В туалет бабушка ходила сама, отказываясь от предложенных подгузников. Сама же – лишь с небольшой помощью дочери и внучки – она соблюдала личную гигиену, всегда была опрятно одета, в Сашиной комнате пахло душистыми кремами – для рук и для лица, влажными салфетками и немного нафталином – от мрачных бабушкиных кофт. Лекарства хранились на кухне, и запах до комнаты не добирался. Вероятно, простому человеку, заглянувшему с улицы, стало бы понятно, что в квартире проживает пожилой человек, но Саша в связи с этим не чувствовала ни сложностей, ни экстренных перемен. Она покорно и даже с радостью делила с бабушкой комнату. Тихая старушка у окна не мешала ей работать и даже иногда неожиданно помогала.

Проверяя текст, Саша нередко читала его вслух.

– «Розовый цвет в этом сезоне идеально сочетывается…» Слово какое-то странное «сочетывается»… Есть такое или нет?

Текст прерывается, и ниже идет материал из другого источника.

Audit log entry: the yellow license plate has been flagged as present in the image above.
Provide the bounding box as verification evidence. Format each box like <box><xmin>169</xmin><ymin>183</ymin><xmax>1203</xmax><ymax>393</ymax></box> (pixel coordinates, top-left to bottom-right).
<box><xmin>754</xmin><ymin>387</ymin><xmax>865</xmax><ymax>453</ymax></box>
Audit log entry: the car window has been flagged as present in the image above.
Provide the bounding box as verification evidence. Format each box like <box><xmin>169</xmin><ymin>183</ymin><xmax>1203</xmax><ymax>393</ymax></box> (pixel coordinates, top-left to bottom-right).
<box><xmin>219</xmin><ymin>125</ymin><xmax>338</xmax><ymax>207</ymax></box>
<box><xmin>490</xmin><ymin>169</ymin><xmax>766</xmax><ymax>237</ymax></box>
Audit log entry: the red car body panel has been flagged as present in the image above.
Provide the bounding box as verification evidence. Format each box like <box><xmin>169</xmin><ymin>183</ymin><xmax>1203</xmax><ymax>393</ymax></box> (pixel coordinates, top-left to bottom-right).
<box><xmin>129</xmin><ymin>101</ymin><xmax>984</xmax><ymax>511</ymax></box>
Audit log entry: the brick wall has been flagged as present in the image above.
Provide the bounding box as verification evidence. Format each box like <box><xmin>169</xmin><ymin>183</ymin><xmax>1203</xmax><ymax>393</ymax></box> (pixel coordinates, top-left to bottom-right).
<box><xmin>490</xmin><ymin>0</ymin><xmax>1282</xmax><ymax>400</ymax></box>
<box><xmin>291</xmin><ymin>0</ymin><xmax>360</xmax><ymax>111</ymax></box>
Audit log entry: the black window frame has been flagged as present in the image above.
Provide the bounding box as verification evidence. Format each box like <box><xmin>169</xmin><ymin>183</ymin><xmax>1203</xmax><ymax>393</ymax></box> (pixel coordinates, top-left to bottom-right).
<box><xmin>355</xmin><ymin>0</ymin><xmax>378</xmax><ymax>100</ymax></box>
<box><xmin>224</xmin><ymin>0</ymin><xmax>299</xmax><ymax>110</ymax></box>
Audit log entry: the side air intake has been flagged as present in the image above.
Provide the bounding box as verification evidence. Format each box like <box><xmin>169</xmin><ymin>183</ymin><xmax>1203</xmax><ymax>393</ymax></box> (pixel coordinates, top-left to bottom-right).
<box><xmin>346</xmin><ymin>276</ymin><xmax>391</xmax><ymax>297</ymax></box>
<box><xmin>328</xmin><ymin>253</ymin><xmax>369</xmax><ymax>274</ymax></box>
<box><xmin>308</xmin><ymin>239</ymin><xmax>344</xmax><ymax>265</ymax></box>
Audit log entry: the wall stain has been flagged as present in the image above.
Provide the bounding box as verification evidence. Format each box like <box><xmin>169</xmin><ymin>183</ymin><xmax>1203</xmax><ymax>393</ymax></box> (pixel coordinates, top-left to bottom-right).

И ведь чувствует, что произносит что-то неправильное, но никак не может вспомнить действительно существующее слово. Надо, вероятно, прерваться, выпить чаю и вернуться к тексту на свежую голову.

– Сочетывается, – бормочет Саша, – розовый цвет идеально сочетывается…

– Сочетается, – вдруг хрипло бросит бабушка от окна и снова впадет в забытьё, будто ничего и не произносила.

– «Сочетается»! Точно! – повторит Саша и рассмеётся: бывают же у мозга взбрыки! Автор статьи написал странное слово, а читатель воспринимает как должное. Саша припомнила, как ещё в школе, абсолютно уверенная в своей правоте, вдруг подсказала соседке по парте, что «цыпленок» пишется через «е» – «цепленок», и тоже что-то показалось странным, но ведь через «и» ещё страннее! Не «циплёнок» же! А буква «ы» вылетела из головы подчистую, будто никогда Саша такой буквы и не слышала!

Так что вмешательство внезапного помощника не бывало лишним.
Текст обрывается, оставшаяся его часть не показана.